Manish Swarup/Associated Press
Crianças butanesas brincam em festival; governo local criou modelo matemático para guiar sua política da felicidade

Por SETH MYDANS

TIMFU, Butão
Se o resto do mundo não consegue se acertar nestes tempos infelizes, o minúsculo reino do Butão, no topo do Himalaia, diz estar preparando uma resposta.
“Cobiça, a insaciável cobiça humana”, disse o primeiro-ministro Jigme Thinley, descrevendo o que considera ser a causa da atual catástrofe econômica no mundo além das montanhas nevadas do país. “O que precisamos é de mudança”, afirmou ele na fortaleza caiada onde despacha. “Precisamos pensar na felicidade nacional bruta (FNB).”
A noção de felicidade nacional bruta foi a inspiração do ex-rei Jigme Singye Wangchuck, na década de 1970, como uma alternativa ao produto interno bruto (PIB).
Agora, os butaneses estão refinando a filosofia do país para criar o que veem como uma nova ciência política, e ela amadureceu para virar política oficial justo quando o mundo pode precisar dela, disse Kinley Dorji, secretário de Informação e Comunicações.
“Você vê no que dá uma completa dedicação ao desenvolvimento econômico”, disse ele, referindo-se à crise global. “As sociedades industrializadas decidiram agora que o PIB é uma promessa violada.”
Pela nova Constituição, adotada no ano passado, os programas do governo —da agricultura ao transporte e ao comércio exterior— devem ser avaliados não pelos benefícios econômicos que podem oferecer, mas pela felicidade que produzem.
A meta, explicou o premiê, não é a felicidade em si, um conceito que cada pessoa tem de definir por si só.

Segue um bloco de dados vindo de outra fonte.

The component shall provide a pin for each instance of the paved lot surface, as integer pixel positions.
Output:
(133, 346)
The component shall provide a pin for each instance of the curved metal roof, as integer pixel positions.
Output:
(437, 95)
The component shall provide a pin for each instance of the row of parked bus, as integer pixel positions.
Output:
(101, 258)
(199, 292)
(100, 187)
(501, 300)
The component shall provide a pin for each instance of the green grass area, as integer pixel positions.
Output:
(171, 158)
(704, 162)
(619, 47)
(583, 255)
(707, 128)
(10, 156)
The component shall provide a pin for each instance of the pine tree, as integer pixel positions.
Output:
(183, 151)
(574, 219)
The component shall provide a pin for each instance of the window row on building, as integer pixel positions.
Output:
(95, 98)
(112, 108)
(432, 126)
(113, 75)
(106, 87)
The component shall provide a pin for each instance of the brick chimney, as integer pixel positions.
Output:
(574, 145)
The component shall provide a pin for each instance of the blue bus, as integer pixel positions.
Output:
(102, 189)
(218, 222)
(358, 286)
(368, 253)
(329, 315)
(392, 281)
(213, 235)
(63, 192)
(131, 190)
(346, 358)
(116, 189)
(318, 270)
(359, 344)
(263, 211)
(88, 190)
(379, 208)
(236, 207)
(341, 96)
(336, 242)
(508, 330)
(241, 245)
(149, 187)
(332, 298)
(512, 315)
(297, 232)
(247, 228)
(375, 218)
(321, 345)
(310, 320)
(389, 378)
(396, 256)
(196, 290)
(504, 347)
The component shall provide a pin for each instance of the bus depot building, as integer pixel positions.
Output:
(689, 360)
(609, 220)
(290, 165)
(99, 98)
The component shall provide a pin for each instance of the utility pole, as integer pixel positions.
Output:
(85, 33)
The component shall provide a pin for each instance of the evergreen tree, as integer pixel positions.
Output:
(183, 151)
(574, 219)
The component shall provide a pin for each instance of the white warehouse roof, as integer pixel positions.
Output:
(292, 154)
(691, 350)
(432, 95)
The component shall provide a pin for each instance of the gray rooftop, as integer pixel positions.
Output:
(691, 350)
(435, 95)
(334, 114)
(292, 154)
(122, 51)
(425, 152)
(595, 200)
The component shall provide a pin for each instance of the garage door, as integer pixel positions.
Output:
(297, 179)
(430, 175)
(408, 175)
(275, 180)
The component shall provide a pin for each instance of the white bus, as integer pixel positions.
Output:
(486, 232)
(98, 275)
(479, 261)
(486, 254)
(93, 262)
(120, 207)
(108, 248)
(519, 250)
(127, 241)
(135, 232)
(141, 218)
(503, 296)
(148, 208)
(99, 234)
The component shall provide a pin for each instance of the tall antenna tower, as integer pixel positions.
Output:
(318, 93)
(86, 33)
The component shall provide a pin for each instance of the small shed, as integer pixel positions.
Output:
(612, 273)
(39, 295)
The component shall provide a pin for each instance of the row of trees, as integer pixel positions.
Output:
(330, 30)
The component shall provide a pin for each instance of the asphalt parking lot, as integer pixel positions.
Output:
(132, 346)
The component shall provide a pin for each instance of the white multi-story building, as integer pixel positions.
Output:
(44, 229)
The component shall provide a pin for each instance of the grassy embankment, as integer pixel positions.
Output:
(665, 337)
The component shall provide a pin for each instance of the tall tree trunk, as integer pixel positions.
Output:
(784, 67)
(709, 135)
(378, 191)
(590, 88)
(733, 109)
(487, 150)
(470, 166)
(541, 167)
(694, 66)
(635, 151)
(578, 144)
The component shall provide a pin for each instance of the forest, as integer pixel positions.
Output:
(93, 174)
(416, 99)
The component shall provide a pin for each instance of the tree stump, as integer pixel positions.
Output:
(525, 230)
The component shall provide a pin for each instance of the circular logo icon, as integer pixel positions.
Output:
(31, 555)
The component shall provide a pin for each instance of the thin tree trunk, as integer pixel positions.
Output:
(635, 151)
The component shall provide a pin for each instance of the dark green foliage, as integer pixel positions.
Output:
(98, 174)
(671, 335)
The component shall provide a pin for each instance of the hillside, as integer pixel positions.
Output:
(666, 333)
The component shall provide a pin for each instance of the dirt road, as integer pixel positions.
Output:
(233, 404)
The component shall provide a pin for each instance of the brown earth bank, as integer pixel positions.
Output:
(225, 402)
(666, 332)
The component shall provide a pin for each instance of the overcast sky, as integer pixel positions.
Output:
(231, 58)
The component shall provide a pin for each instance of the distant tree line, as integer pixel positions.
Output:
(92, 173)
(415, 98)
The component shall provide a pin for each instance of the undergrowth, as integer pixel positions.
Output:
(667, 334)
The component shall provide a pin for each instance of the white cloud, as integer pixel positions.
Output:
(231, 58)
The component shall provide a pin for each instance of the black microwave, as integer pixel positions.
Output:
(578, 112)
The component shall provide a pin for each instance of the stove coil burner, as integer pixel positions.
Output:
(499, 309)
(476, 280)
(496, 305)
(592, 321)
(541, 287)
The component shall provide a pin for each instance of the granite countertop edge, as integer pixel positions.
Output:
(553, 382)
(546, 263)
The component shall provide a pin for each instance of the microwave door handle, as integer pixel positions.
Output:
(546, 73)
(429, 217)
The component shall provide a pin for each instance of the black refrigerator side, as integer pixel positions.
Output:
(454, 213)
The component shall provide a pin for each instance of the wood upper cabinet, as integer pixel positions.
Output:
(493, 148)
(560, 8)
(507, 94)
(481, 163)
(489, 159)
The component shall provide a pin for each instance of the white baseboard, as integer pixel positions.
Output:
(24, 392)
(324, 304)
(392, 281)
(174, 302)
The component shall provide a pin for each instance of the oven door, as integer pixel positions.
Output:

O que o governo pretende é criar condições para o que ele chamou, numa versão atualizada da Declaração da Independência Americana, de “a busca pela felicidade nacional bruta”.
Os butaneses começaram com uma experiência dentro da experiência, aceitando a renúncia do popular rei como monarca absoluto e realizando a sua primeira eleição democrática, há um ano. A mudança é parte da obtenção da felicidade nacional bruta, disse Dorji. “Elas repercutem bem, democracia e FNB. Ambos depositam a responsabilidade sobre o indivíduo. A felicidade é uma busca individual, e a democracia é o empoderamento do indivíduo.”
Foi um raro caso de um monarca afastando-se unilateralmente do poder.
Os butaneses admitem que, para o mundo levar a sério a felicidade nacional bruta, são necessários padrões e definições que possam ser quantificados pelos grandes atores da economia mundial. “Quando o Butão disse: ‘Ok, aqui nós temos a FNB’, o mundo desenvolvido, o Banco Mundial e o FMI e assim por diante perguntaram: ‘Como vocês a medem?’”, contou Dorji.
Então os butaneses apresentaram um intrincado modelo de bem-estar com quatro pilares, nove domínios e 72 indicadores de felicidade. Especificamente, o governo determinou que os quatro pilares de uma sociedade feliz envolvem economia, cultura, meio ambiente e bom governo.
Há também nove domínios: bem-estar psicológico, ecologia, saúde, educação, cultura, padrões de vida, uso do tempo, vitalidade comunitária e bom governo, cada um com seu índice ponderado de FNB.
Tudo isso deve ser analisado usando 72 indicadores. Sob o domínio do bem-estar psicológico, por exemplo, os indicadores incluem as frequências de oração e meditação e os sentimentos de egoísmo, ciúme, calma, compaixão, generosidade e frustração, além de pensamentos suicidas.
“Estamos até dividindo o tempo do dia: quanto tempo uma pessoa passa com a família, no trabalho e assim por diante”, disse Dorji. Foram criadas inclusive fórmulas matemáticas para reduzir a felicidade aos seus menores componentes. A cada dois anos, esses indicadores devem ser reavaliados em um questionário nacional, disse Karma Tshiteem, secretário da Comissão da Felicidade Nacional Bruta.
O Butão está contrapondo esses pilares, domínios e indicadores aos 48 canais de Hollywood e Bollywood que invadiram o país desde que a TV foi permitida, há uma década. “Até junho de 1999, se você perguntasse a qualquer jovem quem é o seu herói, a resposta inevitável era ‘o rei’”, disse Dorji. “Depois era David Beckham, e agora é 50 Cent, o rapper. Os pais estão impotentes.”
Então, se a FNB pode conter o segredo da felicidade para as pessoas que sofrem com a crise no exterior, ela oferece algo mais urgente nessa cultura intocada. “A história do Butão é, em uma palavra, sobrevivência”, disse Dorji. “A felicidade nacional bruta é sobrevivência: como conter uma ameaça à sobrevivência.”